PARIS - Across France, cafe owners scrubbed down tables and polished glasses on Tuesday while store managers spruced up their windows as the lockdown-weary country prepared for a new easing of coronavirus constraints on retail businesses.

From Wednesday, non-essential retail outlets will be able to reopen to customers for the first time in six weeks as France gradually winds down its third national lockdown in little more than a year.

"People are fed up, everyone has only one desire - to go out, go to restaurants, go out with friends or family," said Rene Colomban, who manages the Blue Beach bar and restaurant in the Riviera city of Nice.

With infection numbers beginning to improve and a vaccination campaign gaining momentum, retail businesses and their customers are desperate to regain a semblance of normality.

In the western city of Nantes, Alain-Loic Douchin, who manages the Taverne Royale restaurant, said his phone had been ringing off the hook with regulars making reservations.

"People are impatient, like us, to come back," he said as he prepared for the reopening.

Economists estimate the latest lockdown had caused much less disruption than the previous two, as people adapted to working from home and businesses forced to close got by on government handouts and furlough schemes.

Even if the French return in droves to cafes and neighbourhood stores as their owners hope, many retail outlets remain wary about the lingering impact of the crisis.

"Our regular customers have developed new purchasing habits on the internet and the tourists just aren't there," said Cecile Claris, who runs a central Paris gift shop that has been popular with neighbourhood kids for four decades.
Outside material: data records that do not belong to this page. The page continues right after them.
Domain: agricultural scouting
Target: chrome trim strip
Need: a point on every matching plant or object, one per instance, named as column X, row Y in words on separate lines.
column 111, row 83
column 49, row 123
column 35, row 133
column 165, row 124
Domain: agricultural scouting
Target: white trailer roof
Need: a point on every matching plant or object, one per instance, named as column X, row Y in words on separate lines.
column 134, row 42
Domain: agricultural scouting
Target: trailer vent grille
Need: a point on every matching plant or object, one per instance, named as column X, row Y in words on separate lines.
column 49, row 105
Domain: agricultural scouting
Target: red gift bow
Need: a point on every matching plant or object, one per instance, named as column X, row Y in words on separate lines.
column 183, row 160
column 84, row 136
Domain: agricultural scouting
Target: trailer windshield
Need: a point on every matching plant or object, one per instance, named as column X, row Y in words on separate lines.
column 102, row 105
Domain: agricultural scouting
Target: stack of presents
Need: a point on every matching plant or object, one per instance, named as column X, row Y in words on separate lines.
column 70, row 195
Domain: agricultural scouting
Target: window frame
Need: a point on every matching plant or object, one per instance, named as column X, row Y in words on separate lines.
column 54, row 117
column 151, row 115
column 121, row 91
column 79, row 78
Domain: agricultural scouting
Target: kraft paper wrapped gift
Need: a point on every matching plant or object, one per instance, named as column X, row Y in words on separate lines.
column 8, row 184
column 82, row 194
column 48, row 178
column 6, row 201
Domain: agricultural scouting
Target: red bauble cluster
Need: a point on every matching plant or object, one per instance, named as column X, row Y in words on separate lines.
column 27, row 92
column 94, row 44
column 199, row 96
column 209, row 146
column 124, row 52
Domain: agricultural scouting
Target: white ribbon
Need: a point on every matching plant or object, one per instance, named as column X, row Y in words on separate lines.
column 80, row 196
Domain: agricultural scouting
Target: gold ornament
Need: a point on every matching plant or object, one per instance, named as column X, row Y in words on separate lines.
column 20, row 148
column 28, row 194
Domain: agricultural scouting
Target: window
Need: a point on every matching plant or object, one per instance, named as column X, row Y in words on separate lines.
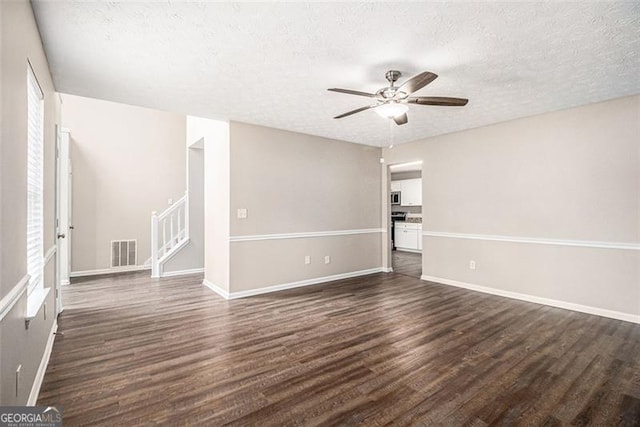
column 35, row 166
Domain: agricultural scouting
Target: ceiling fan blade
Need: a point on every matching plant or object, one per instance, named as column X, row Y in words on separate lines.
column 348, row 113
column 438, row 100
column 401, row 120
column 417, row 82
column 352, row 92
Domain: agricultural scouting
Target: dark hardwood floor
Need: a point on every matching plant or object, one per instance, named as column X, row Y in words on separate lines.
column 407, row 263
column 373, row 350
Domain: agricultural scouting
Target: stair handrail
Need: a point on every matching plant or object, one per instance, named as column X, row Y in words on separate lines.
column 177, row 235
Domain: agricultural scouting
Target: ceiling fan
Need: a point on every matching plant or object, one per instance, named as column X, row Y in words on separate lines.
column 392, row 101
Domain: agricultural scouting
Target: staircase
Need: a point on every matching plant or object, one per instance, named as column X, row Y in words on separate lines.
column 169, row 233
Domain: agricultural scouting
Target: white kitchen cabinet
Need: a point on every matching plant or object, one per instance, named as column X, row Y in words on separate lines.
column 408, row 236
column 410, row 192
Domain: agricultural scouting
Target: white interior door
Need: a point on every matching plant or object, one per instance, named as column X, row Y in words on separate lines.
column 63, row 214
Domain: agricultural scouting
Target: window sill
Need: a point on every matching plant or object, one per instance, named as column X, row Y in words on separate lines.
column 35, row 300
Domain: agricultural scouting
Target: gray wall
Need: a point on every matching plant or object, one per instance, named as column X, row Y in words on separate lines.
column 569, row 175
column 295, row 183
column 21, row 43
column 127, row 162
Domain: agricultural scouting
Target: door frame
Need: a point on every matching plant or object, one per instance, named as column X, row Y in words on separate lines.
column 388, row 246
column 63, row 213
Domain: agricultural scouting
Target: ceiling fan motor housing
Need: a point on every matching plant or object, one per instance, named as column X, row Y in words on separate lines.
column 393, row 76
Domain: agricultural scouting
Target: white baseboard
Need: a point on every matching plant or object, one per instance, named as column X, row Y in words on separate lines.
column 413, row 251
column 109, row 271
column 42, row 368
column 215, row 288
column 182, row 272
column 292, row 285
column 627, row 317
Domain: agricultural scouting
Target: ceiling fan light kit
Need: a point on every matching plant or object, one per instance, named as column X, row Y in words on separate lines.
column 392, row 101
column 392, row 109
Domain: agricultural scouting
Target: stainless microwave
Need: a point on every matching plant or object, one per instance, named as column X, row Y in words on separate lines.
column 395, row 197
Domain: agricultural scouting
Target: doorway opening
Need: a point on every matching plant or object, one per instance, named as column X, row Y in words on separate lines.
column 406, row 218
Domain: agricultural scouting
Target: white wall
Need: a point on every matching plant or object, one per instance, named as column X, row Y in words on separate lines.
column 20, row 42
column 215, row 135
column 127, row 162
column 567, row 175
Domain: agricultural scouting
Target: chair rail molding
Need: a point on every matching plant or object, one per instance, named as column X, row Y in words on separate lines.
column 536, row 240
column 304, row 235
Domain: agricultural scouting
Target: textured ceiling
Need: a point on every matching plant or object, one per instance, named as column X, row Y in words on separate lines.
column 271, row 63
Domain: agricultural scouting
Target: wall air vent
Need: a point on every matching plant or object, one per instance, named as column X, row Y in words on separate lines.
column 124, row 253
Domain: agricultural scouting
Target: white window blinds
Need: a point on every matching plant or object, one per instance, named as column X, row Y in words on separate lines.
column 35, row 166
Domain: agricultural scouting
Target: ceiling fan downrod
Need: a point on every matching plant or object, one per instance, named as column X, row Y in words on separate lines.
column 392, row 76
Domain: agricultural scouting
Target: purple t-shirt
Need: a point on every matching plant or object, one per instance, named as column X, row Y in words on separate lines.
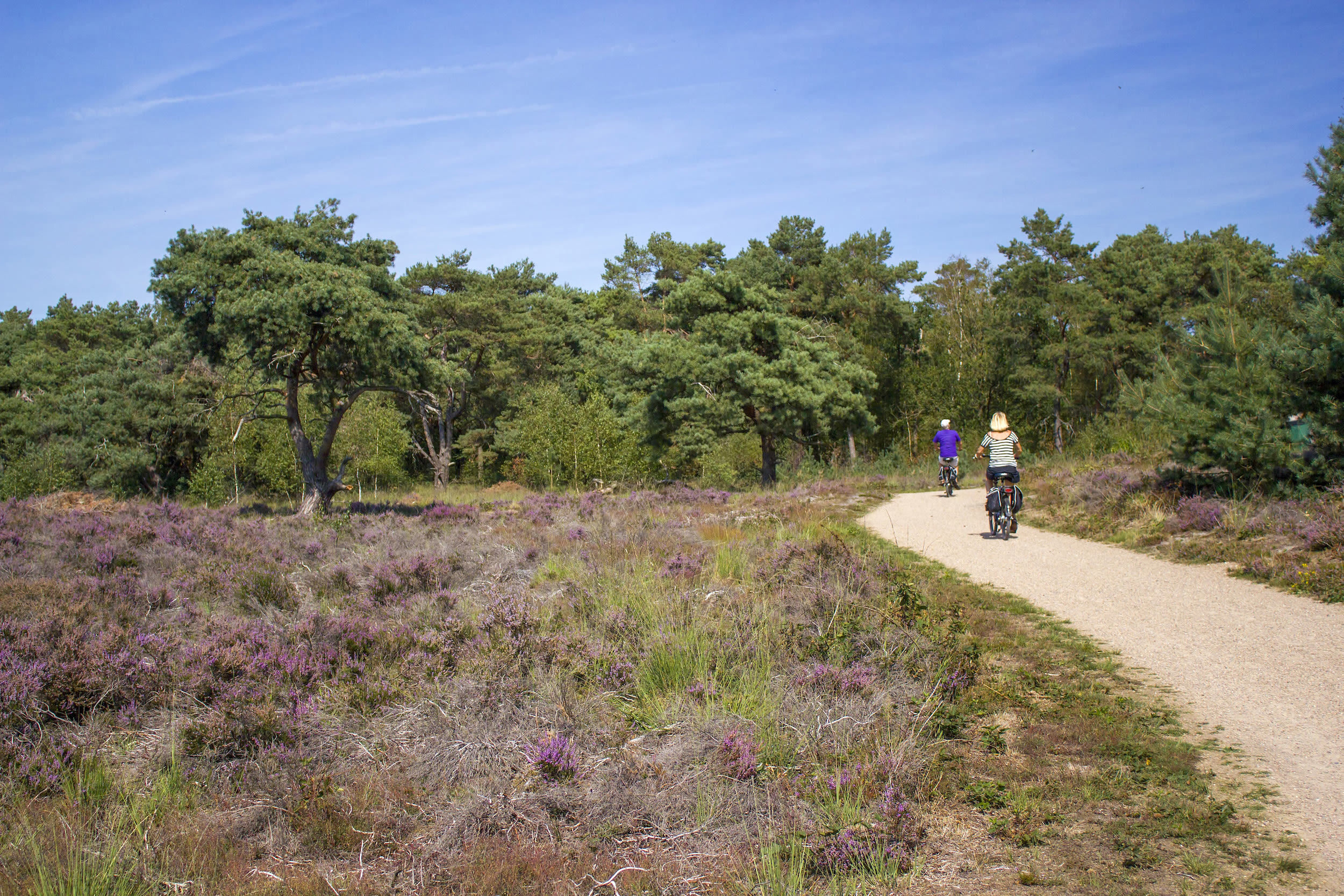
column 947, row 441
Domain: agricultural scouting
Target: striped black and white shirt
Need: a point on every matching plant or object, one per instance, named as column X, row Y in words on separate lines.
column 1000, row 450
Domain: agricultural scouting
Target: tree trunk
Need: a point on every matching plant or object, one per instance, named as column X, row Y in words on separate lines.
column 768, row 460
column 1061, row 378
column 319, row 488
column 437, row 448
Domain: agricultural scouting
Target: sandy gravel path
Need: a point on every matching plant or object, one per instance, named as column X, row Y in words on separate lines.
column 1265, row 665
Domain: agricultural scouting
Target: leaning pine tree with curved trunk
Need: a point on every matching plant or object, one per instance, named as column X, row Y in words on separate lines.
column 313, row 315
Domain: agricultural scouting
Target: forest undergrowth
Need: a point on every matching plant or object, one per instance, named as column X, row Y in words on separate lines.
column 654, row 692
column 1295, row 543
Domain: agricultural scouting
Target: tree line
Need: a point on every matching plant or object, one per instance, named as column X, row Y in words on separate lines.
column 285, row 356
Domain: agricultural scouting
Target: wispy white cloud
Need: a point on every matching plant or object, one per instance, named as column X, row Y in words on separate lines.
column 320, row 84
column 386, row 124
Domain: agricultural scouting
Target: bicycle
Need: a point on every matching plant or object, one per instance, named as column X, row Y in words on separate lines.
column 948, row 475
column 1004, row 519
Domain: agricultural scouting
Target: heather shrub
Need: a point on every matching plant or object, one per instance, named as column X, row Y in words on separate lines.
column 452, row 513
column 554, row 758
column 267, row 589
column 738, row 752
column 1197, row 512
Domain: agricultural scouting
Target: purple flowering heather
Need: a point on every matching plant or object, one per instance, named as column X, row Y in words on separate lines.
column 554, row 758
column 738, row 752
column 840, row 854
column 1197, row 512
column 834, row 680
column 682, row 566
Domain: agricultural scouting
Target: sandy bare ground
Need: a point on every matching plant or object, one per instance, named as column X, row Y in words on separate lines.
column 1265, row 665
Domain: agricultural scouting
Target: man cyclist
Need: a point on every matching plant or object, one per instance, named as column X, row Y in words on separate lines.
column 948, row 441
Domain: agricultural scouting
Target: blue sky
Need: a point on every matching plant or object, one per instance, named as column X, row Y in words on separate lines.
column 552, row 131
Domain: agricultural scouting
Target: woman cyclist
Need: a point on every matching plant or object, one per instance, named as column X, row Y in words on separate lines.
column 1004, row 449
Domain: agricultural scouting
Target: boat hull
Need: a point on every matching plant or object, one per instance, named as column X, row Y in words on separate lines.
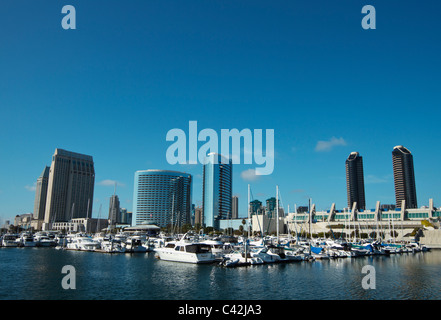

"I'm among those who realise that their business is not going to make it," she told Finance Minister Bruno Le Maire at a roundtable discussion with local retail owners.

He tried to reassure her saying that French consumers would return to the stores and cafes as soon as coronavirus restraints were lifted and insisted retailers could continue to count on state support.

"We can't let neighbourhood retailers fall, that would be an economic and human mistake," he said.